Dear All- Given below is a question from schweser. Kindly help Two samples were drawn from two normally distributed populations. For the first sample, the mean was $50 and the standard deviation was $5. For the second sample, the mean was $55 and the standard deviation was $6. The first sample consists of 25 observations and the second sample consists of36 observations. My question is which test statistic (Either t or z) should be used to analyse sample one and sample two (Please give reasons also)
Because the first sample is small (less than 30), use a t-statistic.
Because the second sample is large (30 or greater), you can use a z-statistic, though a t-statistic is acceptable (but a little more conservative).

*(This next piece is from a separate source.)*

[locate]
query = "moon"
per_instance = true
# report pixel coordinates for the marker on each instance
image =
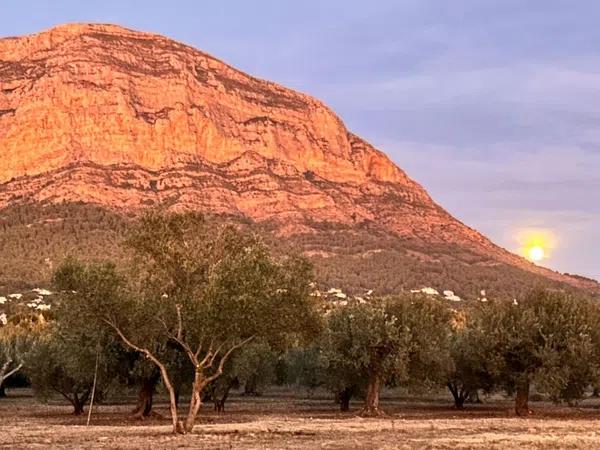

Dear Magician- In schweser one table of rules for selecting tests is given. according to it if population variance is unknown t statistic should be used. for large populations also the t statistic can be used though it is conservative. Your answer is in agreement with that but reason you gave is “sample size small”. What is the real reason 1) smallness of sample or 2) not knowing variance.
I am slightly confused, please guide.
One more point - according to rules of schweser, if population variance is know z test can be used irrespective of size of sample.
You should not use the Z-statistic for a dataset with an unknown population variance. It might be acceptable if the sample size is large enough, but as S2k said, it’s more conservative to use the t-distribution.
Use t for the first, and z for the second.
Z-test cannot always be used irrespective of sample size. For instance, in the case of a small sample from a non-normal distribution we cannot use a t or a z-test.
The matter of small vs large sample brings in to play the Central Limit Theorem. When a sample size is small, the sampling distribution of x-bar is not necessarily normally distributed. Therefore, in a small sample, we must have a normal distribution for the population in order for any tests to be valid.
If we have a sufficiently large sample (convention and research shows around 30 and higher), the sampling distribution of x-bar will be normally distributed. In this case, we don’t need to have a normally distributed population, because the sampling distribution of x-bar will be normally distributed.
The t-distribtuion actually depends on the degrees of freedom, and this distribution converges to the z distribution as the sample size increases.
So, we can see that with a large enough sample, the CLT allows us to use a z-distribution, and the t-distributiion will converge to this z-distribution as n increases. With a small sample, we can’t rely on the central limit theorem, and need a more conservative distribution that accounts for the degrees of freedom in our sample-- so a t-distribution comes in to use, so long as we know (assume in most cases) the population is normally distributed.
Thanks a lot guys. This has cleared my doubts.
Good to hear.